Herbarium
What is a Herbarium?
A herbarium is a collection of plant material preserved as a botanical record. Most of the collection consists of pressed and dried flowering plants, conifers and ferns which are mounted onto stiff card. However the collection also includes cones, nuts and seeds collected, plus unpressable items like spikes, large thorns and large seedpods. The specimens are catalogued and stored in special cabinets arranged in a specific order for easy reference. With the correct care these herbarium specimens should keep without deteriorating for hundreds of years.
The Collection
The Eastwoodhill Arboretum Herbarium was set up initially with funds from the Stanley Smith Horticultural Trust in 1994, and is housed in the Douglas Cook Centre for Education.

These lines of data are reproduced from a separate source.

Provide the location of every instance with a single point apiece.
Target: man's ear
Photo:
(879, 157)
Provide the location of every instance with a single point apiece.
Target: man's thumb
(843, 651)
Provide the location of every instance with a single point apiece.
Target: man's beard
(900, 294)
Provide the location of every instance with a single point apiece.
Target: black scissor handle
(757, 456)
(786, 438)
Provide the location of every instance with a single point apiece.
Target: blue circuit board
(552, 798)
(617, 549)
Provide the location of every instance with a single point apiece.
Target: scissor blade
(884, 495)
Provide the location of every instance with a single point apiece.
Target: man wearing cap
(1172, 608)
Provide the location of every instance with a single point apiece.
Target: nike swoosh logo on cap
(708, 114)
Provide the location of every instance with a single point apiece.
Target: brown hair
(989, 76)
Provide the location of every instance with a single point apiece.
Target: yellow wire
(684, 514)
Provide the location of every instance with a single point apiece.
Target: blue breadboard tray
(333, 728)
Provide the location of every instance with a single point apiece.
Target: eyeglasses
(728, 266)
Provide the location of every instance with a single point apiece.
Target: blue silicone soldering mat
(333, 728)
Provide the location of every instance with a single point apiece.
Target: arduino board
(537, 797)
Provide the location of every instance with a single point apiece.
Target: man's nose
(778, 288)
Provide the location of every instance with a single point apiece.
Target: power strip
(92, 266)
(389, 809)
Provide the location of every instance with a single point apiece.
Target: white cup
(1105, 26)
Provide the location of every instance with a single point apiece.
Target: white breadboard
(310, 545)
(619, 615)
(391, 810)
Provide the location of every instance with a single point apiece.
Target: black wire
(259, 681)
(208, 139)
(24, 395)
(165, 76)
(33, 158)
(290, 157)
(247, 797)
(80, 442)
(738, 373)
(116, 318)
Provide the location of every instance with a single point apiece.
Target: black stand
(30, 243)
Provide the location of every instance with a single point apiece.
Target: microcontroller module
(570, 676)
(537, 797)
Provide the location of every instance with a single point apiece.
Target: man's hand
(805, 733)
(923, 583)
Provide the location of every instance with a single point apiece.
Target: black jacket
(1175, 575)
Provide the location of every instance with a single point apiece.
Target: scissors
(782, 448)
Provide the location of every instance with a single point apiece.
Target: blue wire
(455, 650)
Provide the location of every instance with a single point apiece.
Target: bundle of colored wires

The herbarium has been established to hold specimens of the wide variety of plant species grown in the arboretum and this is the major focus of the collection. The herbarium is also being developed as a regional herbarium to contain plant material endemic to, or of significant botanical interest to the East Coast region. The herbarium curator is working with the Department of Conservation to collect this material.
There are 1800 mounted specimens in the herbarium.
Use of the Herbarium
Educational groups can arrange with the Curator of the Herbarium, Sally Willis, or Arboretum Curator Paul Wynen, to use the material in the herbarium, and instruction on aspects of herbarium curation, i.e. collecting. pressing, mounting, and preserving procedures can be organized.
Interested botanists, students and plant lovers can also arrange to see the herbarium when they visit the arboretum at a time suitable to the curator.